Erklärung der Besetzer/innen/gruppe Mai 2001

Topf & Söhne-Gelände: Einen Monat besetzt

Liebe Leute,
wir haben am 12.April - vor einem Monat - in Erfurt den Teilbereich einer Industriebrache besetzt. Noch sind wir drinnen und wir gehen davon aus, dass das noch eine ganze Weile so bleibt. Fakt ist das der Notverwalter momentan nicht räumen will, während der Apparat sein Interesse an einer Räumung schon bekundet hat. Mit uns verhandeln, zwecks eines Ausweichobjektes, wollen sie übrigens auch nicht, wir sind ja Rechtsbrecher. Da im Moment die Situation recht unklar ist, wird sich wohl der OB der Stadt Erfurt einschalten. Was das heißt, wissen wir noch nicht. Räumen kann er nicht, mit uns reden will er nicht. Keiner kann sagen was kommt. Wie auch immer, wir werden nicht freiwillig gehen. Sie kommen nicht durch.

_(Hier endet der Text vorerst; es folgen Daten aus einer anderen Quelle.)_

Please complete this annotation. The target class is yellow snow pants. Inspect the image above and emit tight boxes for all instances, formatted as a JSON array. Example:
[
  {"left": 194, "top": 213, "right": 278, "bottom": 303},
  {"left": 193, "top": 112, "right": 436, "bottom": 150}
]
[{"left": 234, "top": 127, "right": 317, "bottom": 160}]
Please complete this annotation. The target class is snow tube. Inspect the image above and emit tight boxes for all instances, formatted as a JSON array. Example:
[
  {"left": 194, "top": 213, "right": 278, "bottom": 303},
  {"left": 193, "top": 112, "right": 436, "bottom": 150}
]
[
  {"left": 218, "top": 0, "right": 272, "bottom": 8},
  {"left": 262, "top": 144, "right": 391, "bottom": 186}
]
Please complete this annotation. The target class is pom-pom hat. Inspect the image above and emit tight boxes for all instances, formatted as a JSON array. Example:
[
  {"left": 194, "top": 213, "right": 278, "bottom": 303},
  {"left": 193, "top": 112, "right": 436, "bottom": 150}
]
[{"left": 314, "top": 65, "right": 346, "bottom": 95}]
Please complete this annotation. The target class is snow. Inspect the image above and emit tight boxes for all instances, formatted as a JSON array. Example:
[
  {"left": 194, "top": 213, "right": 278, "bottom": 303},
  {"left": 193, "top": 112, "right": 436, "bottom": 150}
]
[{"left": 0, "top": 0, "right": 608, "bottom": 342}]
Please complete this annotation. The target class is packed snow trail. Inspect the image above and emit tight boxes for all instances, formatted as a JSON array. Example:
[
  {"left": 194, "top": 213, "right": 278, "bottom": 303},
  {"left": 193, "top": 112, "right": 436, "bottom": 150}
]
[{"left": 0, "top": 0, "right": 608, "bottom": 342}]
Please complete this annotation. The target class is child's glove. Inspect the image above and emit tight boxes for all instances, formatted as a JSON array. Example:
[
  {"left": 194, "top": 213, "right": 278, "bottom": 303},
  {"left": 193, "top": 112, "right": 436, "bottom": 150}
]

In den Häusern entsteht gerade ein autonomes Zentrum, mit Wohn-, Konzert- und Veranstaltungsräumen, Werkstätten, einem d.i.y.-Plattenladen, einer öffentlichen Küche und Räumen für linksradikale Gruppen. ... das übliche also.
Das Gelände wurde besetzt, weil einfach ein Autonomes Zentrum gebraucht wird. Es stand leer, also sind Menschen dort eingezogen. Auch das kennt ihr, dass hat es alles schon geben, nur in letzter Zeit leider nicht so oft.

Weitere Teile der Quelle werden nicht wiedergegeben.